Re: [PATCH v7 00/13] fold per-CPU vmstats remotely

From: Michal Hocko
Date: Mon Mar 20 2023 - 14:35:29 EST


On Mon 20-03-23 15:03:32, Marcelo Tosatti wrote:
> This patch series addresses the following two problems:
>
> 1. A customer provided evidence indicating that a process
> was stalled in direct reclaim:
>
This is addressed by the trivial patch 1.

[...]
> 2. With a task that busy loops on a given CPU,
> the kworker interruption to execute vmstat_update
> is undesired and may exceed latency thresholds
> for certain applications.

Yes it can but why does that matter?

> By having vmstat_shepherd flush the per-CPU counters to the
> global counters from remote CPUs.
>
> This is done using cmpxchg to manipulate the counters,
> both CPU locally (via the account functions),
> and remotely (via cpu_vm_stats_fold).
>
> Thanks to Aaron Tomlin for diagnosing issue 1 and writing
> the initial patch series.
>
>
> Performance details for the kworker interruption:
>
> oslat 1094.456862: sys_mlock(start: 7f7ed0000b60, len: 1000)
> oslat 1094.456971: workqueue_queue_work: ... function=vmstat_update ...
> oslat 1094.456974: sched_switch: prev_comm=oslat ... ==> next_comm=kworker/5:1 ...
> kworker 1094.456978: sched_switch: prev_comm=kworker/5:1 ==> next_comm=oslat ...
>
> The example above shows an additional 7us for the
>
> oslat -> kworker -> oslat
>
> switches. In the case of a virtualized CPU, and the vmstat_update
> interruption in the host (of a qemu-kvm vcpu), the latency penalty
> observed in the guest is higher than 50us, violating the acceptable
> latency threshold for certain applications.

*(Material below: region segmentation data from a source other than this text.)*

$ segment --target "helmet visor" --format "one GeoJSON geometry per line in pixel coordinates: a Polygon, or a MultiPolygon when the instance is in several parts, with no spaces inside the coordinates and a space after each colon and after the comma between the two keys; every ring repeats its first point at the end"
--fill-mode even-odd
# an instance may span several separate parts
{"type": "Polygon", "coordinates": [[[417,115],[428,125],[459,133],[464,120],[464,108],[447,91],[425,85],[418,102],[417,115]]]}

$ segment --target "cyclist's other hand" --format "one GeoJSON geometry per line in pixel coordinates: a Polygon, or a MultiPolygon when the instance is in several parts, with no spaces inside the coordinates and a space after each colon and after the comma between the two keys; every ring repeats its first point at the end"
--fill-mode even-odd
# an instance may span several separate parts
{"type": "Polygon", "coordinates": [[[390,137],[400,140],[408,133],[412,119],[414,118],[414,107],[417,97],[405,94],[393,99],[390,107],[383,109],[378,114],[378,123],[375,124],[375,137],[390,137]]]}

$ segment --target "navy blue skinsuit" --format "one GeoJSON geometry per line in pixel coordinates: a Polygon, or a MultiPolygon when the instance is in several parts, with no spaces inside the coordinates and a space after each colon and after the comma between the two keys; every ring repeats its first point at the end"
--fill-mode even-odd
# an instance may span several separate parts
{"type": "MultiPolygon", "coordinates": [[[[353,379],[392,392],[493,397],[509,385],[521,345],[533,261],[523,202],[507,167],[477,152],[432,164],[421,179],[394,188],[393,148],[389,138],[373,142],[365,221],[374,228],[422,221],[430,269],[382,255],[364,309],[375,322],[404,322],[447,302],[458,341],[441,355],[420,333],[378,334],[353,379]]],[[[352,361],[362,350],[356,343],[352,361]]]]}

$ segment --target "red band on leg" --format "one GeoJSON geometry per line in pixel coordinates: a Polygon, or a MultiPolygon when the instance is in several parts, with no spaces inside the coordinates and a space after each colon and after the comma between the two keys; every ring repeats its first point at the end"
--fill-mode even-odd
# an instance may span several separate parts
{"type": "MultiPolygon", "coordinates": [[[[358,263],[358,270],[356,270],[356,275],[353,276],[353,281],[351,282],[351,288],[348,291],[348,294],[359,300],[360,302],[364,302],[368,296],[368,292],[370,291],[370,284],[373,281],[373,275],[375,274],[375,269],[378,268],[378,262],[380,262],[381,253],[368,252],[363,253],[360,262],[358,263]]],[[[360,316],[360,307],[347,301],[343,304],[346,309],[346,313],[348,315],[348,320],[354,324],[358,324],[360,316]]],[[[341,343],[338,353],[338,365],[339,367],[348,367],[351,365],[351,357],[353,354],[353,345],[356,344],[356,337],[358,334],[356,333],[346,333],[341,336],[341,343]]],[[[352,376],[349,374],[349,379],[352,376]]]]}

I do not think we have ever promissed any specific latency guarantees
for vmstat. These are statistics have been mostly used for debugging
purposes AFAIK. I am not aware of any specific user space use case that
would be latency sensitive. Your changelog doesn't go into details there
either.

[...]
> mm/vmstat.c | 440 +++++++++++++++++++++++++++++++++++++++++++++++------------------------------

This requires much more detailed story why we really need that.